En iyi subaylara asayişi en bozuk yer olan Makedonya'da ihtiyaç duyuluyordu. Buraya gelen subay ise isyancılardan etkilenerek devleti kurtarma derdine düşüyor, doğal olarak politika ile ilgileniyordu. Genç subaylar için politikanın adresi gizli ve ihtilalci bir güç olan İttihat ve Terakki Cemiyeti, kötü gidişatın sorumlusu ise padişahın despotluğuydu. İstanbul’daki yüksek rütbeli subayların maaş ve yaşam koşulları oldukça tatminkar olduğundan mevcut sisteme yönelik ciddi bir tepkileri yoktu.
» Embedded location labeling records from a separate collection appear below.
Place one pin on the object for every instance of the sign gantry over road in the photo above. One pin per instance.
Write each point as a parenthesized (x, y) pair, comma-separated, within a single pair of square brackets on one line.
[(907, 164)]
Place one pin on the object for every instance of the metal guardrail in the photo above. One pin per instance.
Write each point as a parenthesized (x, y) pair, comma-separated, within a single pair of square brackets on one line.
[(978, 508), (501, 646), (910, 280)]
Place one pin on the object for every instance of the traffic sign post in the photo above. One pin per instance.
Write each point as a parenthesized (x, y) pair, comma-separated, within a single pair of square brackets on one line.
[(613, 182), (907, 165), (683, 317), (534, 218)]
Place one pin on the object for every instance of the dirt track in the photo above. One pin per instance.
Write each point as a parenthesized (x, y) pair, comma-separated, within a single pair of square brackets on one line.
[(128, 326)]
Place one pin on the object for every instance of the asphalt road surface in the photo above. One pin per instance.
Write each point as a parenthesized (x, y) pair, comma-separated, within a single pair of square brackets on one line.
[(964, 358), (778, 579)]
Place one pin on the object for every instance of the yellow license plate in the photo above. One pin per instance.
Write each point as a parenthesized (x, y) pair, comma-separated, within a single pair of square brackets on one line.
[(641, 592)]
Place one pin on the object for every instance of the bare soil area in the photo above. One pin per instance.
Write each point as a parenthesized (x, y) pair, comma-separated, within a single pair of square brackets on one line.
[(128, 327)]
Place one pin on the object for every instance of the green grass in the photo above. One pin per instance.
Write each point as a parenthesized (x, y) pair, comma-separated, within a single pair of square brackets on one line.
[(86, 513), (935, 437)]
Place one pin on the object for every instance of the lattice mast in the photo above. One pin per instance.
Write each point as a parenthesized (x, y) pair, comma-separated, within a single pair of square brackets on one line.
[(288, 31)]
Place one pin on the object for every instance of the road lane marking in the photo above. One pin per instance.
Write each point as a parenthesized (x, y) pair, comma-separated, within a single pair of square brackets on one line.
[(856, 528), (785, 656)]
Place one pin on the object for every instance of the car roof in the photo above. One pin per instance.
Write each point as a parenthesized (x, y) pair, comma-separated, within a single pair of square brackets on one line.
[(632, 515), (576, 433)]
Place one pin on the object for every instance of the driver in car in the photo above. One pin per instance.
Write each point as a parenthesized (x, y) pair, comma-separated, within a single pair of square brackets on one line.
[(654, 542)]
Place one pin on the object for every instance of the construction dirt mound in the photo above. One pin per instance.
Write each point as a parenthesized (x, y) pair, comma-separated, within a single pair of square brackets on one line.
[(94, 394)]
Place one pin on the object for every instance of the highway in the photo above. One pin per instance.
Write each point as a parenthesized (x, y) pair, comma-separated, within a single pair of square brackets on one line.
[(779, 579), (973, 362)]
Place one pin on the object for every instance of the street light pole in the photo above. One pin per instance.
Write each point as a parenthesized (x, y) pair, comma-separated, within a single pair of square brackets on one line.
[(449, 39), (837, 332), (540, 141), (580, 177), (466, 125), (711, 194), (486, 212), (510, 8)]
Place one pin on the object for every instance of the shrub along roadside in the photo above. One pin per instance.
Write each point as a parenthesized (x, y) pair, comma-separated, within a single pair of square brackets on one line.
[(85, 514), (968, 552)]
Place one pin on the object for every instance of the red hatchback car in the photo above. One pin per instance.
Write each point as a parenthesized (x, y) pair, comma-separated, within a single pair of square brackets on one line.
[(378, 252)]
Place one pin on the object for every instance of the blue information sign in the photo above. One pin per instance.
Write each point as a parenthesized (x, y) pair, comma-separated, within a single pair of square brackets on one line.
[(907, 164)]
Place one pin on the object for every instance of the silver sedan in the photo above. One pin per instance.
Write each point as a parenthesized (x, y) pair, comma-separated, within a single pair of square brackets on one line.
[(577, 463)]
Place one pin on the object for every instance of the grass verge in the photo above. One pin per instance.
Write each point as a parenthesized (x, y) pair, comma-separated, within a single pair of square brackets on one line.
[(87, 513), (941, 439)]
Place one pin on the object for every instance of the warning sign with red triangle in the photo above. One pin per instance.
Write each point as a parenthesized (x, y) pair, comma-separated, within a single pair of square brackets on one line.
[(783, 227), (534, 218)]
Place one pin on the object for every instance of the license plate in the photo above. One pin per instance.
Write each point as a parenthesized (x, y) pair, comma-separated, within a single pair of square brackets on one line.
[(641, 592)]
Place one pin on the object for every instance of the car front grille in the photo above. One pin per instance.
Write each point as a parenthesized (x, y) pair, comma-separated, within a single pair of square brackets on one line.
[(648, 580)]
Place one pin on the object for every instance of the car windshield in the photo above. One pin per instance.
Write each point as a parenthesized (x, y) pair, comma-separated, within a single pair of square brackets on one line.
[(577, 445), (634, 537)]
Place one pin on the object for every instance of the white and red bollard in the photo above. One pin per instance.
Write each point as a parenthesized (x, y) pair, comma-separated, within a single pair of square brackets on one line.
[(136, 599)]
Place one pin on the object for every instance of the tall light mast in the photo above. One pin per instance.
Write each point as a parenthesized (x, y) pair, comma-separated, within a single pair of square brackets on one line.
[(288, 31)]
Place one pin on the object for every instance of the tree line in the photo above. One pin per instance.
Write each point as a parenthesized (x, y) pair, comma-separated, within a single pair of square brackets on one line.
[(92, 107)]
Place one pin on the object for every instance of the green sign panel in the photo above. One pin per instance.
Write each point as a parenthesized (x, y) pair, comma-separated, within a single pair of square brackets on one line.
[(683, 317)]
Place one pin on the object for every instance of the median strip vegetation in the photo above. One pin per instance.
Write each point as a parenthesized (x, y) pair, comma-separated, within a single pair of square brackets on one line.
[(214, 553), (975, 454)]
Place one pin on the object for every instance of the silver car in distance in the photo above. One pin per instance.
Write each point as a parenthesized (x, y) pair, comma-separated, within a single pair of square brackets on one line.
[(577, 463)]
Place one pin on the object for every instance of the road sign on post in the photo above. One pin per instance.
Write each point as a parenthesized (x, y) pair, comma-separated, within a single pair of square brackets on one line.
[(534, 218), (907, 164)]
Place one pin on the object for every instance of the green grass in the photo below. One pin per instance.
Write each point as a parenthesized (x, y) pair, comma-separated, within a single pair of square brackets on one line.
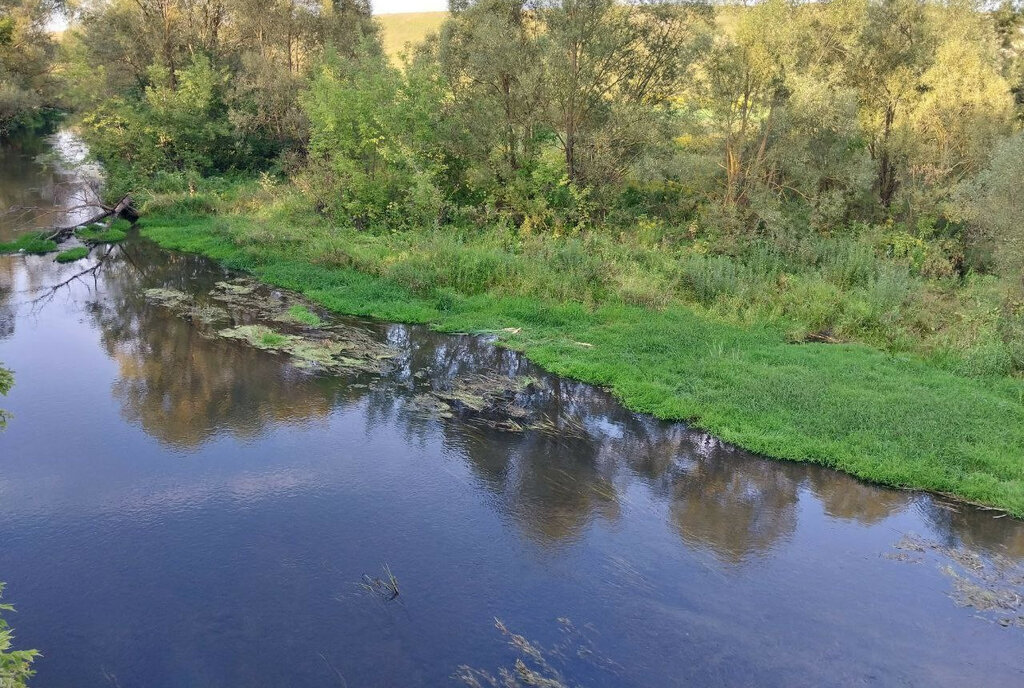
[(71, 255), (300, 313), (112, 234), (896, 419), (408, 28), (272, 340), (34, 243)]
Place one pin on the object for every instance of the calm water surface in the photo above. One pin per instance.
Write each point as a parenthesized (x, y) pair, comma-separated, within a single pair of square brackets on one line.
[(177, 509)]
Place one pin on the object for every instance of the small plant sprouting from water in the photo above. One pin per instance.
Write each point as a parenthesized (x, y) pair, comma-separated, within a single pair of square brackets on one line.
[(6, 382), (15, 665), (536, 665), (302, 314), (386, 587)]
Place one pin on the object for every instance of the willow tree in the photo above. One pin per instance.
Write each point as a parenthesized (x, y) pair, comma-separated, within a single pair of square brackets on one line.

Makedonya’daki genç subaylar tarafından padişah yanlısı yüksek rütbeli subaylar etkisiz hale getirildikçe ordunun direncinden çekinen padişah İkinci Meşrutiyeti onayladı. Mecliste çoğunluğu elde eden İttihat Terakki yüksek rütbeli subayları tasfiye ederek gücünü Makedonya’dan İstanbul’a taşımayı planladı. Cemiyetin uygulamalarına alaylı ve gelenekçi askerlerinde bulunduğu bir kitle isyan etti. 31 Mart denilen bu ayaklanmayı Makedonya’dan gelen Hareket Ordusu bastırdı. Yirmi dokuz kişi idam edilerek Abdülhamit yanlısı görülen İstanbul konuşlu Birinci Ordu’da büyük tasfiyeler yapıldı.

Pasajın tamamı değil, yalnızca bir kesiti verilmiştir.